What do the figures show? 

  • Federal Treasury’s “Modellers’ Database” shows that Australia’s private sector wealth stood at $4,710 billion as at the end of March 2009, down 0.3 per cent over the quarter. It was the fifth straight quarter of falling wealth levels.

  • CommSec estimates that per capita wealth stood at $216,700 as at the end of March, down $22,900 or 9.6 per cent over the past year. Wealth peaked at $250,185 in December 2007.

  • In real terms, CommSec estimates that private sector wealth fell by 1.2 per cent in the March quarter and by 12.6 per cent over the past year.

  • By comparison, private sector debt rose in the quarter, up 0.6 per cent to $623.6 billion. The Australian dollar remained relatively weak throughout the quarter lifting foreign debt levels in the March quarter. Per capita debt rose by 0.3 per cent in the quarter from $28,635 to $28,684.

  • Unfortunately no detailed break-up is provided of the quarterly wealth figures calculated by Federal Treasury.

  • Despite the decline over the past year, wealth levels of Australians are almost double those of a decade ago. Since 1999, wealth has risen in nominal terms by 84 per cent with real wealth up by 64.1 per cent.

  • Other data in the Modellers’ Database showed the rental vacancy rate rising marginally from 1.4 per cent to 1.6 per cent in the March quarter, remaining still well below ‘normal’ levels of 2-3 per cent and near 30-year lows.

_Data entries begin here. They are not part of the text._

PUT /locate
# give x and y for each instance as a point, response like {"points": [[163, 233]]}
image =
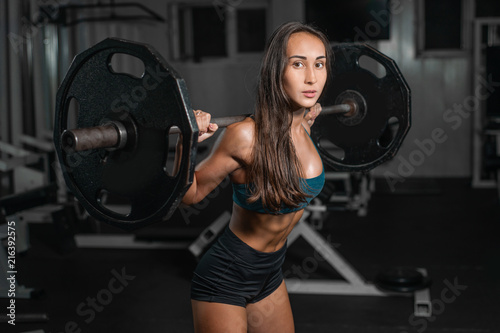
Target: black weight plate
{"points": [[385, 98], [154, 102]]}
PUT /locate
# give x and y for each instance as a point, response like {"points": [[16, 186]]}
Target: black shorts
{"points": [[232, 272]]}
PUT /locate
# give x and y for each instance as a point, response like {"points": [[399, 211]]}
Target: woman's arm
{"points": [[224, 158]]}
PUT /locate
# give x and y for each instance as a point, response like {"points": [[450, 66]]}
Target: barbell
{"points": [[120, 146]]}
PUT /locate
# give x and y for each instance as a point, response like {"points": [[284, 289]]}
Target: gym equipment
{"points": [[402, 279], [120, 145], [386, 102]]}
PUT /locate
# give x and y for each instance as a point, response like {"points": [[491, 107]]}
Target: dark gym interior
{"points": [[410, 245]]}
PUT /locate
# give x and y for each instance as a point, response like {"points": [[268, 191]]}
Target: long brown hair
{"points": [[276, 171]]}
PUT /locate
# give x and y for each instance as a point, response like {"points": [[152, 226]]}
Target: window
{"points": [[203, 31], [443, 29]]}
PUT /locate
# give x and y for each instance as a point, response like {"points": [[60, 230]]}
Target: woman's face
{"points": [[305, 72]]}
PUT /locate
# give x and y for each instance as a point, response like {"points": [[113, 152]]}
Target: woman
{"points": [[276, 170]]}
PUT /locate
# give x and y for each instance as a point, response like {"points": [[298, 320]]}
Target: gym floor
{"points": [[442, 225]]}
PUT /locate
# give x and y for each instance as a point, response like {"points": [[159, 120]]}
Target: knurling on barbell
{"points": [[126, 148], [113, 135]]}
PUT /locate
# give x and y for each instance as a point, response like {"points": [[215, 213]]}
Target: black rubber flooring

  • The NAIRU (non-accelerating inflation rate of unemployment) which is effectively the Federal Treasury’s assumption of full employment has risen from 4.92 per cent in the December quarter to 5.02 per cent in the March quarter.

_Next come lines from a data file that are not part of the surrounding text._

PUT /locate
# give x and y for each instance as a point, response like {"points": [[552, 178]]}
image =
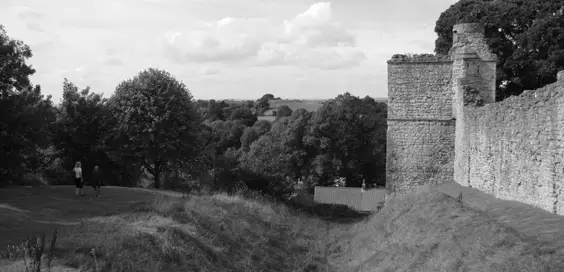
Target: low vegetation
{"points": [[424, 231], [218, 232]]}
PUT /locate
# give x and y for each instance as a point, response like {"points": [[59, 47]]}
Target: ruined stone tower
{"points": [[426, 99]]}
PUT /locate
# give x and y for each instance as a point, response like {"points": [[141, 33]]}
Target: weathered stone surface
{"points": [[419, 90], [419, 153], [513, 150]]}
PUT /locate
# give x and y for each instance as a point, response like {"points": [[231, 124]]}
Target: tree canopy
{"points": [[157, 119], [526, 35]]}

  • In the March quarter Federal Treasury estimated that the value of dividends received by persons fell by 25.9 per cent to a five year low of $4,316.8 million. Dividends received are down by a record 37 per cent over the past six months.

What is the importance of the economic data? 

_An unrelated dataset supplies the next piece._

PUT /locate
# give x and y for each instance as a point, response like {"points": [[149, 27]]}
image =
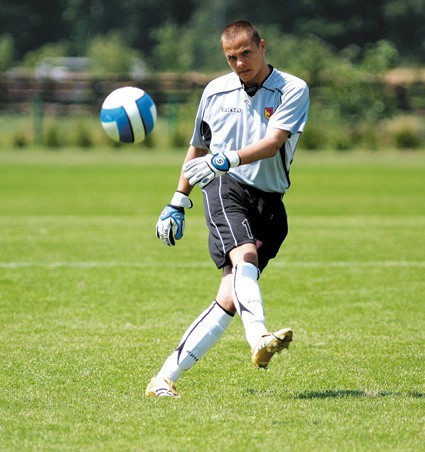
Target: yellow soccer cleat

  • The Australian Bureau of Statistics (ABS) and Federal Treasury release the Modellers’ Database each quarter. The ABS notes that “the Modellers' Database consists of over 500 quarterly times series constructed from the NIF and TRYM econometric models. They are useful to economists, econometricians, financial analysts and students.

What are the implications for interest rates and investors?

  • The improvement in house prices in the first half of 2009 and also the sharp pick up in the share market over the last couple of months should help support wealth levels going forward.